Don’t drink and drive. If you need a rush, go skydiving. It’s far safer, and there’s no hangover the next day.

Blue skies, Doc.

Sunday, April 1, 2007

Back in the world

Spring Training Deployment complete: 85 jumps; 1 hr, 17 min, 49 seconds of freefall. This is the one time during the year when I truly feel proficient at everything I do in the realm of parachuting, from video, to instruction, to relative work, big ways, and demos. Best demo moment from this trip: 2 seconds out the door for a demo to Earth Day at the Phoenix International Raceway (which turned out to be to the parking lot across the highway for a crowd of about 10,000, give or take 9,980 or so) I broke 10 hours of total freefall time and finished the jump by dead centering the T. Accuracy inversely proportional to the size of the crowd. :-)

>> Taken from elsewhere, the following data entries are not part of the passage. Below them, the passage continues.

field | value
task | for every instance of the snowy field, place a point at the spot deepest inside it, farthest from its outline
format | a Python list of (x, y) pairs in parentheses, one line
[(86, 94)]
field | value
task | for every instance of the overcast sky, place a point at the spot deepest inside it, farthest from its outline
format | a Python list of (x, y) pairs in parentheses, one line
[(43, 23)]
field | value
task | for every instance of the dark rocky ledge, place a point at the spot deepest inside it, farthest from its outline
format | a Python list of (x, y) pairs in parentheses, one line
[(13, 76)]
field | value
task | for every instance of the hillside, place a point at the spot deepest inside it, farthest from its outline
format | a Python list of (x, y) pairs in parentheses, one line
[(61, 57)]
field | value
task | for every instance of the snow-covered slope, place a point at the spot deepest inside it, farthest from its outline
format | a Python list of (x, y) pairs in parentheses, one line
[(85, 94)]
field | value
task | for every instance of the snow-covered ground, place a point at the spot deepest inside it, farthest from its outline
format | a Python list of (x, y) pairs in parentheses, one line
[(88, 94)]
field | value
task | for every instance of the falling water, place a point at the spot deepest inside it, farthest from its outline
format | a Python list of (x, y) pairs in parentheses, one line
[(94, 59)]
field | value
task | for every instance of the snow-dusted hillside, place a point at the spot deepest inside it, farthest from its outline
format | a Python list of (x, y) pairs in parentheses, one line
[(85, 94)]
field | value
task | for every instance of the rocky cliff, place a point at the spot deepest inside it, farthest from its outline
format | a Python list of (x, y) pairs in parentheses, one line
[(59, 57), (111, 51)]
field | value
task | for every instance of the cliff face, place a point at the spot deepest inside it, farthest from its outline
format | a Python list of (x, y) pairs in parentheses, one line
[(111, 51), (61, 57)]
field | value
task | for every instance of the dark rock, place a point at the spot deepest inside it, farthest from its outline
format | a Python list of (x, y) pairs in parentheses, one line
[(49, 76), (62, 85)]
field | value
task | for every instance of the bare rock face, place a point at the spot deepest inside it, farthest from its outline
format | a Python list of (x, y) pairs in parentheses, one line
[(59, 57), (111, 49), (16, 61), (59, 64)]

Over a hundred e-mails to sort through at home. Probably three or four times that many at work. Tomorrow will largely be dedicated to sorting through that mess. And to finding someone to repair the transmission in the Jeep, which lost fifth gear and reverse as I crossed the New Mexico border yesterday. Drove the rest of the way home in 4th gear. Took two extra hours at the lower speed, but increased my gas mileage by 25%. Turns out the wind resistance was a bigger factor than RPMs in fuel efficiency for what has to be one of the most un-aerodynamic vehicles on the road.

And last but not least, added a bottle icon to the door frame below the driver's side window as I logged my second confirmed assist in a DWI arrest. More on that in a separate post to follow. Meanwhile, glad to be home.